Eramos tres muchachos y todo el mundo y el tiempo por delante, pero entre ese mundo y ese tiempo se cruzaba la quinta de don Jacinto y, lo que es peor, esa quinta estaba llena de sandías. Don Jacinto cultivaba allí unas dos hectáreas de arenosa tierra, especial para sandías y melones que, eran orgullo de don Jacinto y manjar codiciado en la feria municipal y ¡Qué podían hacer tres muchachos ante una chacra de sandías y en plena siesta!
Como al medio de la chacra había un rancho de adobes con una galería o ramada de pájaro bobo. Bajo la sombra de la ramada y en un catre de lona, don Jacinto solía dormir la siesta y con un ojo descansaba y con el otro vigilaba el sandial y los melones.
Nosotros, conocedores de los hábitos del turco repetimos lo que ya habíamos hecho en varias oportunidades: yo y Julio, tomamos por la parte delantera de la finca y el otro se escurrió por la parte de atrás.
Con Julio (los de adelante) nos trenzamos en una acalorada discusión que llamó la atención de don Jacinto, quien se dio vuelta en el catre y empezó a observamos a nosotros que aminoramos el paso y hacíamos movimientos sospechosos para que no nos quitara la vista de encima, mientras el otro, Rafael, por la parte de atrás se escurría entre el alambrado y, muy campante, se alzaba con dos sandías hasta meterse en un viñedo vecino.

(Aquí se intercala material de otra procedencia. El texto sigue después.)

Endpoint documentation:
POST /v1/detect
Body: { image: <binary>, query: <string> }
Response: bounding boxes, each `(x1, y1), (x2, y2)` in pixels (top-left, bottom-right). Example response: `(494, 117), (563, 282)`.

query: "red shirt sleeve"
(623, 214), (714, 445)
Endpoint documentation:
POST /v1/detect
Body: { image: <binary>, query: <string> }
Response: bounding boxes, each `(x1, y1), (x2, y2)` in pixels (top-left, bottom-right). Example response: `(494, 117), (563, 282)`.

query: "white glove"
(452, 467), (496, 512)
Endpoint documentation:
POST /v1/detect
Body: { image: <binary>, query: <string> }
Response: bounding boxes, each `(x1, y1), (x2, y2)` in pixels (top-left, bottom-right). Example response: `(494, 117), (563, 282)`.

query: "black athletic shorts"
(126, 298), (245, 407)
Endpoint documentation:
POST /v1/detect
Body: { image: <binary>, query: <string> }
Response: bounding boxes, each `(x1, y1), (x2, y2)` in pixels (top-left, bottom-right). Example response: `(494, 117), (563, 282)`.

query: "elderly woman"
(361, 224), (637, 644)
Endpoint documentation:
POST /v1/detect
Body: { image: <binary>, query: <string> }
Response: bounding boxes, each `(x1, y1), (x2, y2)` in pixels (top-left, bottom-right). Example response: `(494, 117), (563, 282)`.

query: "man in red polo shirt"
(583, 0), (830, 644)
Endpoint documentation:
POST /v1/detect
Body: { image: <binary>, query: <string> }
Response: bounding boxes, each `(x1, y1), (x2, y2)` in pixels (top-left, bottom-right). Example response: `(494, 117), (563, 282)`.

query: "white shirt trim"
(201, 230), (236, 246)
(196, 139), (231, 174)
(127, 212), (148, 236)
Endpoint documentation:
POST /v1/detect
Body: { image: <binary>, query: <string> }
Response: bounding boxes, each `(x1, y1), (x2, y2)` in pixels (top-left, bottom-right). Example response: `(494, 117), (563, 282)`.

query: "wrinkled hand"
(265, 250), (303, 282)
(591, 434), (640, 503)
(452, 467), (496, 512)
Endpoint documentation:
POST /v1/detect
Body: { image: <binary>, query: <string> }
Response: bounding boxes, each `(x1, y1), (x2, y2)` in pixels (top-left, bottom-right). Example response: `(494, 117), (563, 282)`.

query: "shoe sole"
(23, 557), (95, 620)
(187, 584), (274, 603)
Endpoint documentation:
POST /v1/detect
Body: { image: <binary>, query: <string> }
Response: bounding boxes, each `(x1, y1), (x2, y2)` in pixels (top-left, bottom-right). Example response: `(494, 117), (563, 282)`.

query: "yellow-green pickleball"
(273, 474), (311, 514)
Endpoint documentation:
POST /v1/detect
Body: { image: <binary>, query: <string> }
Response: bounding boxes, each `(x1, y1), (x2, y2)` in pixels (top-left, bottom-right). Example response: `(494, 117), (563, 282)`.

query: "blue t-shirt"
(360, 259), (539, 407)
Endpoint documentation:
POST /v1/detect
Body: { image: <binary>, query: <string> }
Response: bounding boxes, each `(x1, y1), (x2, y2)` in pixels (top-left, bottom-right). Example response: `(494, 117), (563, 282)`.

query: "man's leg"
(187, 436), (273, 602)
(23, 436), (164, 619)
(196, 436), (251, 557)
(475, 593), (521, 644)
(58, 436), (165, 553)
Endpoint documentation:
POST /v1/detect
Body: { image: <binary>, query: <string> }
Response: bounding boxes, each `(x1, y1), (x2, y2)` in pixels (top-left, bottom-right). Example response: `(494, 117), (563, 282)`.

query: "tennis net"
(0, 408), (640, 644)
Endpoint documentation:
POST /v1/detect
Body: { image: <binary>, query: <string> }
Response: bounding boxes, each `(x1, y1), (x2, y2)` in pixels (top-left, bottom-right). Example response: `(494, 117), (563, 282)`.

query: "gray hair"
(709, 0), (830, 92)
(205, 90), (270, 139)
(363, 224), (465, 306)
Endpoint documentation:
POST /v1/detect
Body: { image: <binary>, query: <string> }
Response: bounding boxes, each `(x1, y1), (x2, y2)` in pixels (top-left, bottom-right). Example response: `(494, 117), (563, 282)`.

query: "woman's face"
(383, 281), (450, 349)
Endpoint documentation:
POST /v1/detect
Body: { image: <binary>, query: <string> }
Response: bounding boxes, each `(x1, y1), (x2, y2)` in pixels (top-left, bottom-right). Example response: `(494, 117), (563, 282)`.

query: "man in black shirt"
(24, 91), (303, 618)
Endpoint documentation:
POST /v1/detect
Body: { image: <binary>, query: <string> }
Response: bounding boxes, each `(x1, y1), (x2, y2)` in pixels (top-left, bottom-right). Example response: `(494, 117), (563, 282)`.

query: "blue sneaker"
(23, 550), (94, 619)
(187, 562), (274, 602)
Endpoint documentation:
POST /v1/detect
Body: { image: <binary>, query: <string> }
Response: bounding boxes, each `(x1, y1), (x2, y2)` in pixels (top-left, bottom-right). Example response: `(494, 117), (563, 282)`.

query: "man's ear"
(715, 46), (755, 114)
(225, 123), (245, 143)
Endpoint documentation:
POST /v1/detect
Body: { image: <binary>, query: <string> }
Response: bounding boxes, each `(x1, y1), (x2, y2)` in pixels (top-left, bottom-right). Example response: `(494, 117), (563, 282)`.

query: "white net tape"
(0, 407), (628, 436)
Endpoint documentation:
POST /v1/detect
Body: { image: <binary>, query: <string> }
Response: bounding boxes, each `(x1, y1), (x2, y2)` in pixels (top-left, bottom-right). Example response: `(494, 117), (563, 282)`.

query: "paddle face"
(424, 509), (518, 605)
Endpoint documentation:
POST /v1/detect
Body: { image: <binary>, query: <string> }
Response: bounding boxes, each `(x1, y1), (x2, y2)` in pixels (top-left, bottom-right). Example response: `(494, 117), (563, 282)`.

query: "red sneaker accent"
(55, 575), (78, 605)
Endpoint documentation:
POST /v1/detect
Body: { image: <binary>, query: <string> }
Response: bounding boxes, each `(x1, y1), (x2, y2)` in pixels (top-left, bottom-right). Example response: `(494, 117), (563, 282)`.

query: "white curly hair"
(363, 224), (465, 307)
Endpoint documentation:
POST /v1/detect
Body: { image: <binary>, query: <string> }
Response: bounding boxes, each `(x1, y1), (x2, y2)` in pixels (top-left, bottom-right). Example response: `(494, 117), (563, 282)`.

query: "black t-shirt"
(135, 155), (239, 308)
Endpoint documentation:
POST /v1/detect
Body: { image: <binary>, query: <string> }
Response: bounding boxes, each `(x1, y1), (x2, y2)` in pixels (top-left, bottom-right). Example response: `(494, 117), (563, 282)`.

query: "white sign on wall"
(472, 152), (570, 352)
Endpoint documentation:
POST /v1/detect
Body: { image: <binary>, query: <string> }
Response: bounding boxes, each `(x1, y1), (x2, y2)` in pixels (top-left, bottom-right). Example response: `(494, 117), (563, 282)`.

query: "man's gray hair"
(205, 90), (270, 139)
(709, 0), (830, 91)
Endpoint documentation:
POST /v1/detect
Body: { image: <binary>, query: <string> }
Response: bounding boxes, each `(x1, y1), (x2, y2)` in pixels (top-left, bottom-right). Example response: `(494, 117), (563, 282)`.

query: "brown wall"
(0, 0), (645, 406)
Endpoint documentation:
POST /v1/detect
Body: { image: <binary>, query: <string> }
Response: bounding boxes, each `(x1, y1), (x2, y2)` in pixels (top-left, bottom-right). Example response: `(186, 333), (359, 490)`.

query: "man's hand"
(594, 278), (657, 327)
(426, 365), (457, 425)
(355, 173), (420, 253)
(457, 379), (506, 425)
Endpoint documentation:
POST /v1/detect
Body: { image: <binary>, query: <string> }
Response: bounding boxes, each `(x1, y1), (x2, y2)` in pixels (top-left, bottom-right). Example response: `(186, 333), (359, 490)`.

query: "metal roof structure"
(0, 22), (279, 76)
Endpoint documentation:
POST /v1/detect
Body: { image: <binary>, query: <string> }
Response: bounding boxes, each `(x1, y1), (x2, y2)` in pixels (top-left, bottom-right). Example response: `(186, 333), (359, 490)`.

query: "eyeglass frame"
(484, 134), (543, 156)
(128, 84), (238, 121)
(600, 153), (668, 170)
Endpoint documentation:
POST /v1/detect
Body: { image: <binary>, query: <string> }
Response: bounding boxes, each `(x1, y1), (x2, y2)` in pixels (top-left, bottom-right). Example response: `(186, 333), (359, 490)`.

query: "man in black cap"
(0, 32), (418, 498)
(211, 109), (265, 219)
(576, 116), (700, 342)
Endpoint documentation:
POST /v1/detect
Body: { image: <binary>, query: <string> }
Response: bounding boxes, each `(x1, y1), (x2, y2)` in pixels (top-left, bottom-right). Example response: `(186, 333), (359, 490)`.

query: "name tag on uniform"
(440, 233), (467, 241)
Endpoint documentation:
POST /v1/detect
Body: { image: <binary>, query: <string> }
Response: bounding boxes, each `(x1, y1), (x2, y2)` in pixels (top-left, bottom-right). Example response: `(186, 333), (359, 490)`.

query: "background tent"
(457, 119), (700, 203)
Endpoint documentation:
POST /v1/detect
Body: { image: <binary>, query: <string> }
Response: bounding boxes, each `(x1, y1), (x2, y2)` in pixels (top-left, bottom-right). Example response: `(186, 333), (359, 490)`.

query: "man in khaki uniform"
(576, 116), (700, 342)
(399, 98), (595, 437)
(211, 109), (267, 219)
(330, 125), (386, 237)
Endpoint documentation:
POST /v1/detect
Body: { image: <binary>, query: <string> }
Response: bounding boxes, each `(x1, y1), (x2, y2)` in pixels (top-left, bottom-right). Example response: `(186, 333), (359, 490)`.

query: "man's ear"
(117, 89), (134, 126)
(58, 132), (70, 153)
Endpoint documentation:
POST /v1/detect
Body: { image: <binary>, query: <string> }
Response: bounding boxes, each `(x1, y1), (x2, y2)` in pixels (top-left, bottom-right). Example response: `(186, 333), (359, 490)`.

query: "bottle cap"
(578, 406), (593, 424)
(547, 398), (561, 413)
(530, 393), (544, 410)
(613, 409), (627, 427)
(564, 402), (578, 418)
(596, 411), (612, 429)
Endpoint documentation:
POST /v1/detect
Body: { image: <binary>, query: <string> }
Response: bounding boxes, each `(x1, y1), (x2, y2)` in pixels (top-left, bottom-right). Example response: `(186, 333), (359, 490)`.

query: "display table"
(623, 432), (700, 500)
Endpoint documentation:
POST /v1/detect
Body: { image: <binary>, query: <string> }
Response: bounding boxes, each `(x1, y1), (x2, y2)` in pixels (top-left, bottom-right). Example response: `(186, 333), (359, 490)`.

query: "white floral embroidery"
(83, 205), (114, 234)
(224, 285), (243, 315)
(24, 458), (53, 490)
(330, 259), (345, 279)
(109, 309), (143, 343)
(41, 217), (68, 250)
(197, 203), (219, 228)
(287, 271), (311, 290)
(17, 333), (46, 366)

Nosotros entonces apresurábamos el paso y en un callejón de la vuelta nos reuníamos a comer las sandías. Qué deleite, hincar los dientes en al dulce y apretado corazón de la sandía! Hasta hoy, cuando lo recuerdo, se me hace agua la boca.
El Chaparro
Tomamos un callejón trillado por las huellas de los carros y que desembocaba en las cercanías de los baños del Chaparro. A la orilla del callejón había dos frondosas higueras, a la sombra de ellas hicimos un alto y partimos la otra sandía que salió amarilla y medio “verdona“.
Decidimos cruzar un alambrado y en un viñedo vecino arrancar unos racimos de uva criolla que estaba en sazón; refrescamos las uvas en una acequia, nos mojamos las manos y las caras y, a paso ágil, apresuramos el andar. El sol quemaba y la proximidad de los baños impacientaba los cuerpos.
Al final del callejón, como a quinientos metros, entre unas higueras, dos carolinos y unos sauces, aparecieron los baños del Chaparro; ya nuestros pies se refrescaban en los regachos de fría y cristalina agua que manaba de los nacederos. Los primeros berros verdeaban el paisaje.
La edificación de los baños era muy precaria: con adobes, bolsas de arpillera y totora se había improvisado unos reparos en tomo a los nacederos, los cuales, excavados, formaban una especie de tinajas donde la gente se bañaba y refrescaba.
En verdad, el principal entretenimiento lo constituían los grupos familiares que, con sus asados y canastos, amén de abundante vino, formaban alegres reuniones bajo las higueras y los carolinos. No faltaba algún payador y guitarrero que rendían el tradicional culto sanjuanino a la tonada. Recuerdo a un viejito de bombachas, camisa y pañuelo blancos y sombrero negro que cantaba “El alamito” y luego “Pobre gallito bataraz” de Gardel y Razzano, estilo que arrancó nutridos aplausos de la concurrencia y también algunas lágrimas, pues hacía escasamente unos meses que Gardel se nos había ido en Medellín.
Nos dimos un prolongado y refrescante baño. Alguien nos convidó unas empanadas frías, otro unas tajadas de melón y desde distintos grupos abundaron los convites del “patero caserito”, hasta unos mates ligamos, y creo que uno de mis compañeros empezó ese día en ese lugar a tejer un romance que, años después terminó en casorio.
A todo esto, se nos vino la oración encima. Nos despedimos de la gente y tomamos un callejón que nos llevaba a la ruta.
Cuando llegamos a la ciudad, chata, ocre y tan amada, los arreboles del poniente la teñían de un naranja tierno y espeso.
Los cuerpos, agradecidos, gozaban de una intensa paz. Los músculos, todos, cantaban al gozo de vivir un día perfecto.